Apple: Spotify doesn't pay 30% "app tax", barely pays at all

Written by Matti Vähäkainu @ 25 Jun 2019 2:05

Apple: Spotify doesn't pay 30% "app tax", barely pays at all Spotify and Apple became fierce rivals the moment Apple Music was introduced in June, 2015. The (near) trillion dollar company has put immense focus on catching up Spotify's lead in music streaming game, and the fight has only gotten dirtier.

This include Apple pulling all the stops when it comes to exclusives, spending copious amounts of money on advertising, and of course taking advantage of its massive hardware base. It managed to claw itself into the lead in the U.S. but still has a long way to catch worldwide.
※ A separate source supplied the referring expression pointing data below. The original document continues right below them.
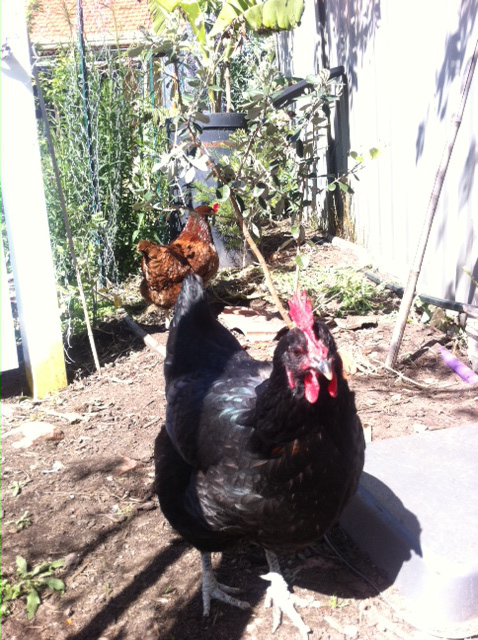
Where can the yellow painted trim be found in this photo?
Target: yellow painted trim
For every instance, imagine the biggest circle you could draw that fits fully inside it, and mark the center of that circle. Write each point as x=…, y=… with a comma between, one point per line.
x=47, y=376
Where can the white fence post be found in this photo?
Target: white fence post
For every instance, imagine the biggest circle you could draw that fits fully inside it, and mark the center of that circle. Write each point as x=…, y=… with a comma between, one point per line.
x=25, y=211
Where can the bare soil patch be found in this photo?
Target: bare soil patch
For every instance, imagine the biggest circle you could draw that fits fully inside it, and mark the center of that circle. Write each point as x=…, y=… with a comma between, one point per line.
x=88, y=490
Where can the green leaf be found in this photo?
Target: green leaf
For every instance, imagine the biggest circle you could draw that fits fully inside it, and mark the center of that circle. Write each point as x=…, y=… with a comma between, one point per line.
x=229, y=12
x=295, y=231
x=55, y=584
x=33, y=602
x=302, y=261
x=282, y=14
x=201, y=117
x=253, y=17
x=255, y=230
x=22, y=566
x=190, y=175
x=240, y=202
x=222, y=193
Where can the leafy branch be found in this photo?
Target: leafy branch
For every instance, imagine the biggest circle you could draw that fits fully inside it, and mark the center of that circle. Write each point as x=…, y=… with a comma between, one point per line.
x=28, y=585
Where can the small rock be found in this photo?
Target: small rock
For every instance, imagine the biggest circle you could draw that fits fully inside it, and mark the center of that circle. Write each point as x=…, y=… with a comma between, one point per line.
x=146, y=506
x=351, y=631
x=419, y=428
x=31, y=431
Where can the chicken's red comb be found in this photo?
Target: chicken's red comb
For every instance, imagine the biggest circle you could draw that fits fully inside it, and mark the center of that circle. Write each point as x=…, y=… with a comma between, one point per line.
x=300, y=310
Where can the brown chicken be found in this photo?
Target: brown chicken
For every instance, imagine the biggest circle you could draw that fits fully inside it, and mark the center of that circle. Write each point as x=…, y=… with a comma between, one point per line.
x=165, y=266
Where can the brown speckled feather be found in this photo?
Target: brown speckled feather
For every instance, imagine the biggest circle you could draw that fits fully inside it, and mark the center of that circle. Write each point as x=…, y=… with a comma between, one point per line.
x=165, y=267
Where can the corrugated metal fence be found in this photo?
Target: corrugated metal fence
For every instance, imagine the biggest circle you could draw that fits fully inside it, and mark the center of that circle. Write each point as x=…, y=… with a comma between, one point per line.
x=405, y=67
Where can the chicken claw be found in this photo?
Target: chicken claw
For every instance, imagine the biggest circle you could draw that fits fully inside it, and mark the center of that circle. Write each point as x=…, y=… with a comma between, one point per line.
x=279, y=597
x=211, y=589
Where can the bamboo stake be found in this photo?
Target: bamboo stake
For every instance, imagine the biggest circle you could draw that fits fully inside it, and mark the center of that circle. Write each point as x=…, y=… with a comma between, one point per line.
x=409, y=292
x=65, y=216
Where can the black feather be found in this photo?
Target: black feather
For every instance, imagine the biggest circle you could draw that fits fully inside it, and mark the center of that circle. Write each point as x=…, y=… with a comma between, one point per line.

Spotify isn't without tricks to protect their beloved #1 spot either, and the most recent of them is to call Apple out for anti-trust behavior.

They've filed an anti-trust complaint to the EU for Apple's so-called 30 percent app tax. That is the 30 percent share that app developers have to pay Apple for purchases in the App Store. This also applies to the first year of subscription purchases after which it is reduced to 15%, which Spotify has called monopolistic.

Obviously Apple doesn't agree with Spotify's view of the situation, but furthermore they are now suggesting that Spotify doesn't even pay the 30%.

According to Music Business Worldwide, Apple says that Spotify isn't paying what they claim. In fact, according to Apple's response, Spotify hasn't paid any additional commission one any subscribers obtained via the App Store for three straight years.